Iraqi Prisoners Fairly Treated

Iraqi Prisoners Fairly Treated

by Aaron Kipnis, Ph.D.

 

American mistreatment of Iraqi prisoners reveals more about the state of American domestic justice today than it does to chronicle casualties of our latest foreign war.  Secretary of Defense Donald Rumsfeld recently called the abuse at Abu Ghraib "fundamentally un-American." Secretary of State Colin Powell categorized the acts as "illegal against all standards,” while President Bush agreed that the abuse is "an affront to the most basic standards of morality and decency." 

 

Prisoner abuse, however, is also rampant in American prisons. And its degree of severity readily matches that of prisoner treatment in Iraq.  Thousands of American prison survivors know from experience that Iraqi prisoners were treated with chillingly similar standards of custodial care as those enacted against our own citizens. 

 

American prisoners are commonly stripped nude and even subjected to body cavity searches in front of guards of the opposite sex.  Thousands are housed in total sensory isolation for months, even years.  During their incarceration many prisoners are subjected to injurious physical restraints, assaults with boots, batons, chemical and gas agents, electrical shock devices, rubber and real bullets. Violent deaths are often poorly investigated.  It is well documented that thousands of low-level, predominately youthful offenders are raped in American prisons every month.  Prison AIDS, TB and Hepatitis C infection rates are soaring. 

 

Amnesty International and other human rights organizations have repeatedly cited the US for its violations of human rights at home.  “Homeland detainees” are disproportionately youth of color—many of whom are casualties of our domestic war on drugs. Increasing numbers of juveniles are being sent to adult prisons with harsher sentences by prosecutors granted broad new powers to unilaterally find them unfit for juvenile commitment.  The result?  We now have more youth in prison than any other nation on earth. Yet, our government remains unaccountable to its citizenry for what happens to them once they are incarcerated, away from public view. 

 

Most homeland prisons are locked down tighter than those of our military in the field.

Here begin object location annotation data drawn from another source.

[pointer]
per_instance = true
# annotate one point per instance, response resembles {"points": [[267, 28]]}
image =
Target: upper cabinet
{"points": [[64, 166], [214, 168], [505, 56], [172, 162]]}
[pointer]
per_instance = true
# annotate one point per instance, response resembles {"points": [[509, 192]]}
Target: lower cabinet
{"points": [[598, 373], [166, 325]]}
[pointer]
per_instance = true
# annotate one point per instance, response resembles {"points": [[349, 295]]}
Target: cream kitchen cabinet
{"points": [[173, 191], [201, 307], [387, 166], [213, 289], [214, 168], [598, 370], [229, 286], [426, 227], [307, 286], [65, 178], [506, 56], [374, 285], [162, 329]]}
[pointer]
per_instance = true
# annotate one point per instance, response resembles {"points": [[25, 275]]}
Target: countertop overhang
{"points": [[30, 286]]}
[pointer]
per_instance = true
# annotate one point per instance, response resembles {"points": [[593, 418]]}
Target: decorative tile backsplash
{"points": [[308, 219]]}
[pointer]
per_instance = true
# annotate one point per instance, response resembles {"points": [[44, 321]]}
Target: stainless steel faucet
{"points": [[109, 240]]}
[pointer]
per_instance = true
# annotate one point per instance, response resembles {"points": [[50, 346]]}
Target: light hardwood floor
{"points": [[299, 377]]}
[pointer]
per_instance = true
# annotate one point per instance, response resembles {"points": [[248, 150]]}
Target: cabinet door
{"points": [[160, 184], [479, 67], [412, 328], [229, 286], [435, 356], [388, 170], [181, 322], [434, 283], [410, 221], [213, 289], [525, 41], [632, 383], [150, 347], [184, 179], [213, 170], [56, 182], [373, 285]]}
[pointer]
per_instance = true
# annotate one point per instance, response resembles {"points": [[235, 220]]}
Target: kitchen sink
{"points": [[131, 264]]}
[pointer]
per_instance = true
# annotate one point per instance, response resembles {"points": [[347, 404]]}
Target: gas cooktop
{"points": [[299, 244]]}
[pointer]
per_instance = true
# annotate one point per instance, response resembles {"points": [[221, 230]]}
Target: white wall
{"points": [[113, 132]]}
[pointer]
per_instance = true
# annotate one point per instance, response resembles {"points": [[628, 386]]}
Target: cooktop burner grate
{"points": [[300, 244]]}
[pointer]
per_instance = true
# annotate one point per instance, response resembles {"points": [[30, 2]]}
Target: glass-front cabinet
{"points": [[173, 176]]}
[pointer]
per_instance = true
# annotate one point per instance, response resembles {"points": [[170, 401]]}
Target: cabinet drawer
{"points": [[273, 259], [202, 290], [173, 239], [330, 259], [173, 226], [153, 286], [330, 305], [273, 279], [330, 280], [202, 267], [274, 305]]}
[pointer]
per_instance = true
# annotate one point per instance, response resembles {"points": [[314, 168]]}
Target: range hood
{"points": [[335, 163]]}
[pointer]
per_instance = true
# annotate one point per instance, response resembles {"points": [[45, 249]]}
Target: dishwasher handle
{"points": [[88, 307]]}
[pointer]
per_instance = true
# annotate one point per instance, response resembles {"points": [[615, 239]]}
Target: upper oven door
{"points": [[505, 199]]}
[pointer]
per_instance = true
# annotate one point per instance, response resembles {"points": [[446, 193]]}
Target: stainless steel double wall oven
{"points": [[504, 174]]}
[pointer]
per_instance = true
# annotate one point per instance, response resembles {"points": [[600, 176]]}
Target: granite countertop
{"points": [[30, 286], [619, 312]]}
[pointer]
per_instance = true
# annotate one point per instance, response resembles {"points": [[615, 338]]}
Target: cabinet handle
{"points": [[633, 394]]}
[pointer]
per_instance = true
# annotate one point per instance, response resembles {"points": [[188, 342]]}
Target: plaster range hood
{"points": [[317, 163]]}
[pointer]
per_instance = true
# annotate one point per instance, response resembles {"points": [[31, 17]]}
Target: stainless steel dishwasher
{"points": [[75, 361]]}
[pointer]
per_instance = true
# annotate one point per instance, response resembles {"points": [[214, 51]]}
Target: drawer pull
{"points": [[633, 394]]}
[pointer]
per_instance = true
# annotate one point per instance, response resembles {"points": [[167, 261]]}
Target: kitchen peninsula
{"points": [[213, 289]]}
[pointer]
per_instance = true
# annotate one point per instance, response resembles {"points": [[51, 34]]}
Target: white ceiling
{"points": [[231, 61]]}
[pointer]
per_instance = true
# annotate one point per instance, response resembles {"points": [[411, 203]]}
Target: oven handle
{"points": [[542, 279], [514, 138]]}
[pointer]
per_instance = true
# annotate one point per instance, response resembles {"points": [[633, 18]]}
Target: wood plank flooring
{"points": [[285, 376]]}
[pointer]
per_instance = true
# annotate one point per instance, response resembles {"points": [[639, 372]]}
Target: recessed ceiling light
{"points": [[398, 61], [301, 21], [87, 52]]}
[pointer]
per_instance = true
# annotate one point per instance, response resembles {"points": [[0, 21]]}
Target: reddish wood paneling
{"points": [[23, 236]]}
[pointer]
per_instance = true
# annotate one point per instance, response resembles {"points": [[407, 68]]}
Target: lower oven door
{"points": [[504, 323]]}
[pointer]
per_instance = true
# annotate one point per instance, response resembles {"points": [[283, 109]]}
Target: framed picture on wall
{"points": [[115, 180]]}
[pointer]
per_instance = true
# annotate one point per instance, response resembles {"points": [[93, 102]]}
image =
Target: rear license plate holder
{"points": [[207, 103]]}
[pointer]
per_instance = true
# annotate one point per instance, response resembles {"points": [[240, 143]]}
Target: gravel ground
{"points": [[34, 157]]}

Few are subject oversight by professionals who are independent of corrections officials and their powerful unions. Reporters are actually barred from many US prisons.  Even so, over the last month alone in California, news reports surfaced of a recent video showing guards using an attack dog to assault a non-resisting juvenile and another video displaying already subdued youthful offenders being kicked, pepper sprayed and beaten senseless by their “counselors.” As in Iraq, hundreds of such pictures and videos documenting prisoner abuse also exist in our nation, but Congress is not looking at them.

 

Like other American leaders joining the chorus, Senate Armed Services Committee Chairman, Senator John Warner rightly says the abuse in Iraq contradicts all our American values and that “Prompt and decisive action, will hopefully, convince the world that our free and open society does not condone and will not tolerate this depraved behavior.”  Yet, systematic acts of torture and dehumanization are persistently committed against our own citizens—without censure. 

 

President Bush says this behavior “does not reflect us.” Tragically, it does, and accurately.  To regain the right to call ourselves global defenders of freedom and justice we must do much better at home as well.  And we can. We know what to do.

 

Recent social, psychological, medical and forensic research clearly demonstrates that education, mental health treatment and economic opportunity work dramatically to reduce crime in otherwise at risk populations.  We also confidently know that torture by any name never has and never will transform the hearts and minds of those who oppose or offend us. Only humane treatment and concerted efforts to rehabilitate offenders in our own nation, can assure a more caring, inclusive and less violent American culture in the future.  The time is at hand for us to respond to the outrage abroad by also exposing and cleaning up our wide spread prison scandals at home.  --Aaron Kipnis, Ph.D., author of Angry Young Men.